BIG LABOR - the AFL-CIO - celebrated its 50th birthday this week with a historic and painful divorce that heightens the uncertainties facing unions and workers in America.

After decades of decline, an internal rift over how to resurrect organized labor erupted with two of the nation's largest unions walking out of the labor federation. The dissidents - led by the Service Employees International Union and the Teamsters - say they will focus more on aggressive recruiting and organizing to amass the density of members within single industries to confront the growing clout of multinational corporations, instead of following the federation's past emphasis on lobbying and Democratic Party politics.

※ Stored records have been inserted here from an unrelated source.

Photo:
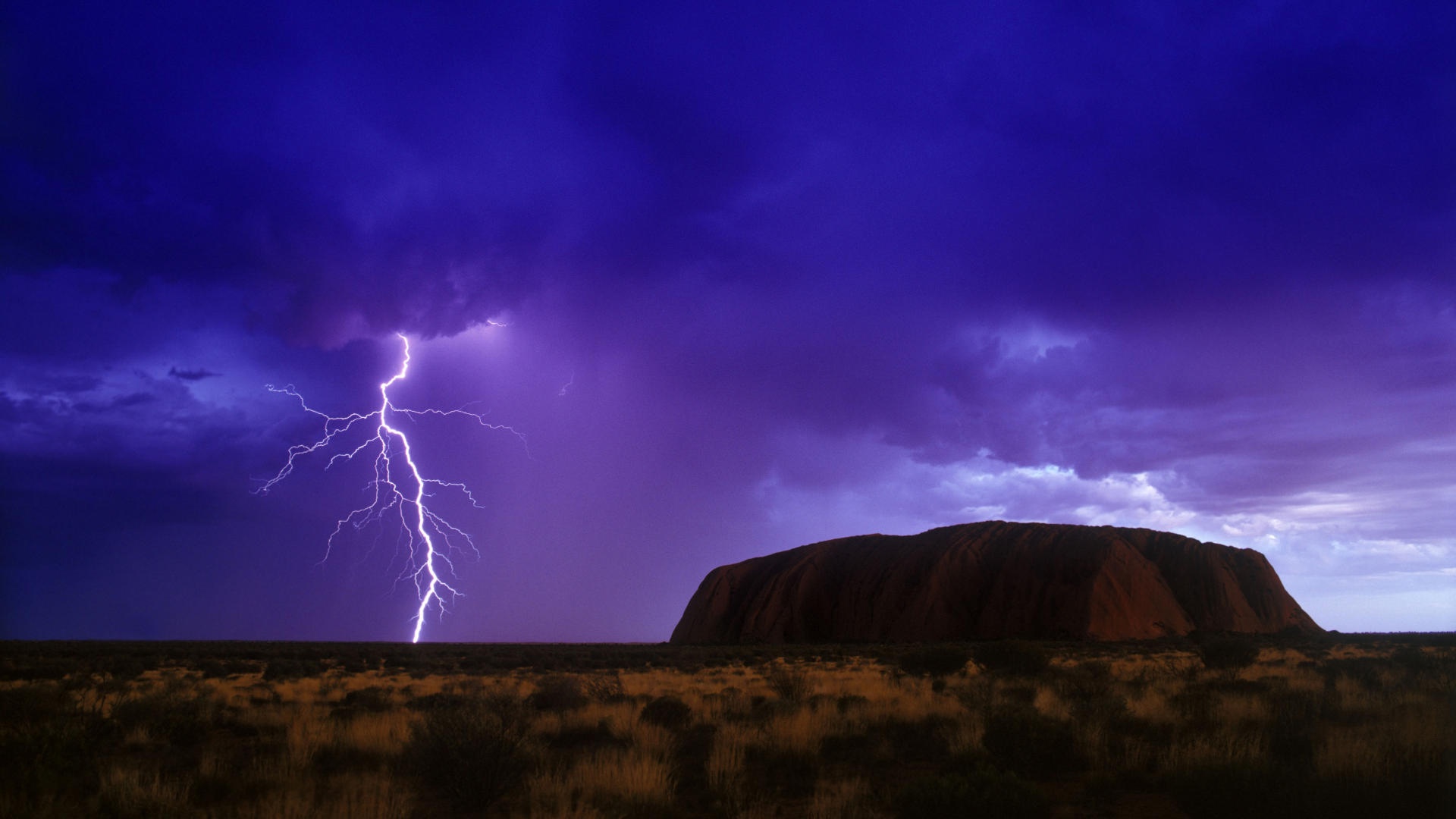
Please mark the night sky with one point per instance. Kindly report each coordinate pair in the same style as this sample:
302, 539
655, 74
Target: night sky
743, 279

In truth, there may be less to the actual differences between the two sides than proclaimed and more to the assertion that this boils down to a highly personal feud between the AFL-CIO's longtime president, John J. Sweeney, and the leader of the "Change to Win Coalition," SEIU President Andrew L. Stern. If that is the case - if this breakup is mostly about personal power - that makes it even more of a gamble.

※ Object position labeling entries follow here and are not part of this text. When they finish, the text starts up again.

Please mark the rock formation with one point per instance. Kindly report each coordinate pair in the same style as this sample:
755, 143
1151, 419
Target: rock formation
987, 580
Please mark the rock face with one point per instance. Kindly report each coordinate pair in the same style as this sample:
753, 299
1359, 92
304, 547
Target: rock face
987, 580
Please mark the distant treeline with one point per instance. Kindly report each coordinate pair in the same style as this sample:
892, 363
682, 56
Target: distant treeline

The schism comes as union membership has crashed from 35 percent of the American work force 50 years ago to just 8 percent of private-sector workers today - and as the U.S. political environment has acquired a decidedly anti-worker cast. It subtracts a fourth of the members and a sixth of the budget from the nation's main labor consortium. Most fundamentally, it shatters labor's guiding principle of solidarity, opening the door to internecine political, organizing and financial battles that likely would play right into the hands of labor's enemies. The Bush White House doubtless is pleased.

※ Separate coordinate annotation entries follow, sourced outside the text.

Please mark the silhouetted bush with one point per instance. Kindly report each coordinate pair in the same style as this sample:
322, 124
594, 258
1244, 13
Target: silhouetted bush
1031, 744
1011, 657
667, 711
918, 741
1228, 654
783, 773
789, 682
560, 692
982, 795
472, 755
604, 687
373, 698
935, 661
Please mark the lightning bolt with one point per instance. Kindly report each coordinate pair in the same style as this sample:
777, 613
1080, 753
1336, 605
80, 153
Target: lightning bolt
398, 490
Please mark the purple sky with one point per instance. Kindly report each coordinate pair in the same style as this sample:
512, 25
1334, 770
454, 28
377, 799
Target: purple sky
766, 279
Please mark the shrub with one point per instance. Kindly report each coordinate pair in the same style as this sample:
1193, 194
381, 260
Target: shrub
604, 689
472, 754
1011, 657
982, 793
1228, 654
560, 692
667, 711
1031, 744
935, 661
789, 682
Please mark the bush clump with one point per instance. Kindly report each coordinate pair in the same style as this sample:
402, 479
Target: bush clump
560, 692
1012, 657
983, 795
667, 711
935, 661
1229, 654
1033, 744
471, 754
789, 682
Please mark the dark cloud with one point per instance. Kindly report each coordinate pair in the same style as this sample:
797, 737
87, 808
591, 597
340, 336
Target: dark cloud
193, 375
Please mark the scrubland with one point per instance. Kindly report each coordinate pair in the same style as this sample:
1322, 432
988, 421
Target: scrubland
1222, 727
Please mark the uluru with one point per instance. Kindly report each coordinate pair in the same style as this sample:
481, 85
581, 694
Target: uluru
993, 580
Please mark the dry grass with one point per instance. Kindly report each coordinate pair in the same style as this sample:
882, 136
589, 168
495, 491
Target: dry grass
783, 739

Yet there is plenty of evidence from labor's long slide that a new strategy is badly needed to catch up with the profound changes that are sweeping through the American economy under the pressure of globalization, the shift from manufacturing to services, and the high costs of sustaining the health care and retirement security so hard won in the last century by unions. In that sense, Mr. Stern's call for unions to evolve - along with the changing economy - resonates loudly.

Effective advocacy for the interests of American workers is needed - and in line with the larger interests of this nation as a whole. This is not a simple matter of left-right, poor-rich, Democratic-Republican politics, but of advancing critical causes - of better education, health care, retirement security - in which the entire country has stakes. Having fractured labor's united front of the last half-century in the cause of halting its continuing decline, it's now up to Mr. Stern and other leaders of the "Change to Win Coalition" to make a compelling enough case to American workers for their unions to attract new energy. That's a very tall order, particularly because, at least in the immediate sense, it seems inescapable that a bitterly divided labor movement risks becoming even weaker.